Jean-Bernard Caron/Royal Ontario Museum

Odaraya was probably among the earliest mandibles, a group of arthropods with chewing mouthparts called mandibles.

Although its legs may not have been used for walking, they were likely important for catching food as smaller Cambrian sea creatures, the researchers report. When they examined the fossils, they found hard, hair-like structures called setae covering the animals’ legs. These tiny spines may have trapped food, much like the rows of baleen in whales’ mouths that filter seawater and trap plankton.

“We think the spines can intertwine between the legs, creating a web to catch passing prey,” Izquierdo-López said.

This type of feeding is common among many modern crustaceans, which have different types and lengths of setae they use to capture food, Wolff added.

More mandibular mysteries

One feature that puzzled and intrigued scientists had never been seen before in Cambrian animals: a tooth-like structure between Odaraya’s mandibles.

“We still don’t know exactly what it is, even when we compare it to mandibles today,” Izquierdo-López said. “However, we think it was probably used together with the mandibles for further chewing of food.
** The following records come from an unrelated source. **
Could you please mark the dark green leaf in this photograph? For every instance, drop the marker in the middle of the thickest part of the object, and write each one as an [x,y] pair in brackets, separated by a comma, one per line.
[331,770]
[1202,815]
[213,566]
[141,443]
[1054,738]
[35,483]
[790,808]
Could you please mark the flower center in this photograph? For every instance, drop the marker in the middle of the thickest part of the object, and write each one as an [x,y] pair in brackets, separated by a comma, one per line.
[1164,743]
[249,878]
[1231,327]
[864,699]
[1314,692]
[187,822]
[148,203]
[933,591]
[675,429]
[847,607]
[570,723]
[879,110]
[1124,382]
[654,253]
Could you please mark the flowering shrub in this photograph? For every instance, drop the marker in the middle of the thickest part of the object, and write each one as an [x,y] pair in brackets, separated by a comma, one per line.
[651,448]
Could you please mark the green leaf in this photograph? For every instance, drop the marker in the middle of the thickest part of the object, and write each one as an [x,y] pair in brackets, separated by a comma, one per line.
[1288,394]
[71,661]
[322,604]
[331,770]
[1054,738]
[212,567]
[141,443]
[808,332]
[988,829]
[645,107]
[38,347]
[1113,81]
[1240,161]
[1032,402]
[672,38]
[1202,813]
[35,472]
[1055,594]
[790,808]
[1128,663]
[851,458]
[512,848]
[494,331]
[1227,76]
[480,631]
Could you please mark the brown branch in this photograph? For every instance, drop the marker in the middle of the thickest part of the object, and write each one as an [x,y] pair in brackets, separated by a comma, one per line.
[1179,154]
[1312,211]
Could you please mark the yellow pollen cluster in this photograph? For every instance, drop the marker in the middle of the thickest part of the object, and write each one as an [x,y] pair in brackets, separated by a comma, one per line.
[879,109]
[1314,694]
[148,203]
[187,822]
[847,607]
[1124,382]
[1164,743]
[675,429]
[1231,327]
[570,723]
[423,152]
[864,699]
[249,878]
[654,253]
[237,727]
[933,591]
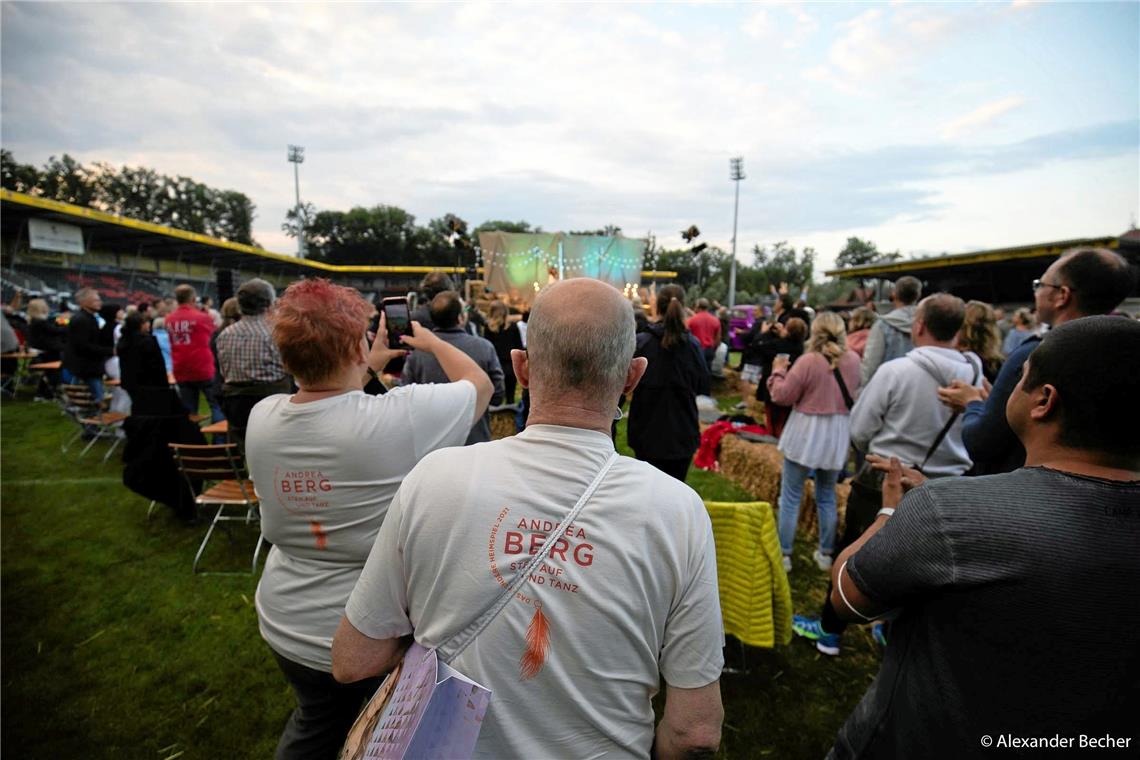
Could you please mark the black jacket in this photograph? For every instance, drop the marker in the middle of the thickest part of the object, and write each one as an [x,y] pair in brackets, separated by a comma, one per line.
[84,353]
[662,411]
[48,337]
[157,418]
[140,364]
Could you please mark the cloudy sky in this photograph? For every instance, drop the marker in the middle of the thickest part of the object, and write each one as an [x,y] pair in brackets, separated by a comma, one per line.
[925,128]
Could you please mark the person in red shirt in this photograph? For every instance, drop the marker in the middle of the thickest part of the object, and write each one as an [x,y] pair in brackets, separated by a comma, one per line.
[189,329]
[706,328]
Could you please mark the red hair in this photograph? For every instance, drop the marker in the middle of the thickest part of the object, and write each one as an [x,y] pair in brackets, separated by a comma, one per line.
[317,328]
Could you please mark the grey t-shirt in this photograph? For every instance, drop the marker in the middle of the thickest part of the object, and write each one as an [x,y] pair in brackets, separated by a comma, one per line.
[1018,615]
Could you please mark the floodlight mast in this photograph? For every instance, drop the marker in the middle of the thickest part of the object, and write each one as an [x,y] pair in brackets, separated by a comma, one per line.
[296,157]
[737,166]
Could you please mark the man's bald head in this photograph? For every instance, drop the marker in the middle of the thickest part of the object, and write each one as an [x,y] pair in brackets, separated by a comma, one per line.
[580,340]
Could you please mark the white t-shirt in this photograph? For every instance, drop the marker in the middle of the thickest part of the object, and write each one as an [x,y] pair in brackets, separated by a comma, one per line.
[325,473]
[629,594]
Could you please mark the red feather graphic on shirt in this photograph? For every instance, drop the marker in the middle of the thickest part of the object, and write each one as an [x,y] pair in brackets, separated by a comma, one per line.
[538,640]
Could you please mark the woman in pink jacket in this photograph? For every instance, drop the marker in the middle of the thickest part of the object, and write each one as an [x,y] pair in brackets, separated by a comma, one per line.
[821,390]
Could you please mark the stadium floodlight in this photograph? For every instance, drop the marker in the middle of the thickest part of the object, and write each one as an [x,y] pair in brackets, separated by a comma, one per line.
[737,166]
[296,157]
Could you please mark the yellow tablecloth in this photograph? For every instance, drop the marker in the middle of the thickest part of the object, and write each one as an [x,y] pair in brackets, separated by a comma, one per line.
[755,596]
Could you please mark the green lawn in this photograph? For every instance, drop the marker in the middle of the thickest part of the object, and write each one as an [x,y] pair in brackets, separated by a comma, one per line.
[111,647]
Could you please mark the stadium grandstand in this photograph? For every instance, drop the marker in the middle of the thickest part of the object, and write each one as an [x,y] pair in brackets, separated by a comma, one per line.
[51,248]
[1000,276]
[131,261]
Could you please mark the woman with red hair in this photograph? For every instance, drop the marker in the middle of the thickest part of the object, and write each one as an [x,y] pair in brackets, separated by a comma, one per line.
[326,463]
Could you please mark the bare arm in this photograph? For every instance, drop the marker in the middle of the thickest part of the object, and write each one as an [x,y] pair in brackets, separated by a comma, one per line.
[357,656]
[691,725]
[455,364]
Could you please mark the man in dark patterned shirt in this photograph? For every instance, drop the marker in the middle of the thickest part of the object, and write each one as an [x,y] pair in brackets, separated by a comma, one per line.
[249,358]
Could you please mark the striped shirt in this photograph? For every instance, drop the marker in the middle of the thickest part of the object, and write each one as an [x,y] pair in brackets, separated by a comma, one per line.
[246,352]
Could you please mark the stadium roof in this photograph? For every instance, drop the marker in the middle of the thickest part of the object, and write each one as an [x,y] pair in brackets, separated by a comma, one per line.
[998,276]
[933,264]
[117,233]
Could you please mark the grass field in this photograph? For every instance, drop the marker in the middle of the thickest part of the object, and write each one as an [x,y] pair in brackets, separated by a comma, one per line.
[112,648]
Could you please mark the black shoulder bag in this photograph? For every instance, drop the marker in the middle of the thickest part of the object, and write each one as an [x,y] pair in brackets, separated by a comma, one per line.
[950,423]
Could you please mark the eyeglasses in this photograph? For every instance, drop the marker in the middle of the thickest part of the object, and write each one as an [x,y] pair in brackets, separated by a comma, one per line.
[1040,284]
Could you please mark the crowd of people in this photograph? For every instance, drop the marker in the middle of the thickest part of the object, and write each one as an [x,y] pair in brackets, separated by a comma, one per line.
[992,516]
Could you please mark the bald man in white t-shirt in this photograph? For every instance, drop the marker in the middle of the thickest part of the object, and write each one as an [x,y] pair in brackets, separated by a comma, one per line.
[626,597]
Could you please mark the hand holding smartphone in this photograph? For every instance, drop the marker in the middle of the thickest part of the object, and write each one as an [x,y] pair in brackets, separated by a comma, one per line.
[397,319]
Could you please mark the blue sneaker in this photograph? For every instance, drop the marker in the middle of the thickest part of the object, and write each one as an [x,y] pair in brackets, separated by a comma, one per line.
[811,629]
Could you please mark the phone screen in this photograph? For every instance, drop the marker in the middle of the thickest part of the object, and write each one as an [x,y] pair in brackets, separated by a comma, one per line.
[398,320]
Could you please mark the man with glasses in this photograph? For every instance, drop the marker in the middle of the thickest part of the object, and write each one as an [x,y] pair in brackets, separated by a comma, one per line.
[1082,283]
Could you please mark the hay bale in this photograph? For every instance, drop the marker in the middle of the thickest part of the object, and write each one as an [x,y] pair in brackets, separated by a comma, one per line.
[752,466]
[757,467]
[731,384]
[503,424]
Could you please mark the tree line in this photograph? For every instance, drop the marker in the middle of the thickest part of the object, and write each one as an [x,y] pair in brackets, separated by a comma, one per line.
[137,193]
[389,235]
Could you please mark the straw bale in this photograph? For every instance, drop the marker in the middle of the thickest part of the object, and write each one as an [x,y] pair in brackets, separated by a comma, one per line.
[757,467]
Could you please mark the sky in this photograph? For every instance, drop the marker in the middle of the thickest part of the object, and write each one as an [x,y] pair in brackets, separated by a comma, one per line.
[925,128]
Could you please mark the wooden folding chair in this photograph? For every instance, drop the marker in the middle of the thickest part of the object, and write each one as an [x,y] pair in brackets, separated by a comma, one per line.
[91,417]
[225,484]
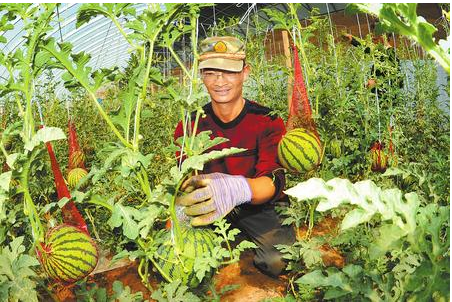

This structure may have evolved into other similar ones in centipedes or crustaceans, but we cannot say more at this time.

Finding additional fossils may clarify the function of this structure and may help clarify other unusual details about Odaraya, such as the existence of three small eyes between the two larger ones. Previous studies briefly described these light-sensitive organs, although the researchers did not detect the rudimentary eyes in their scans.

“We couldn’t see these three eyes very well in this study, but we can’t rule out their presence completely,” Izquierdo-López said. “Future specimens may reveal an even more complex head than we have today.”

Mindy Weisberger is a science writer and media producer whose work has been published in Live Science, Scientific American, and How It Works magazine.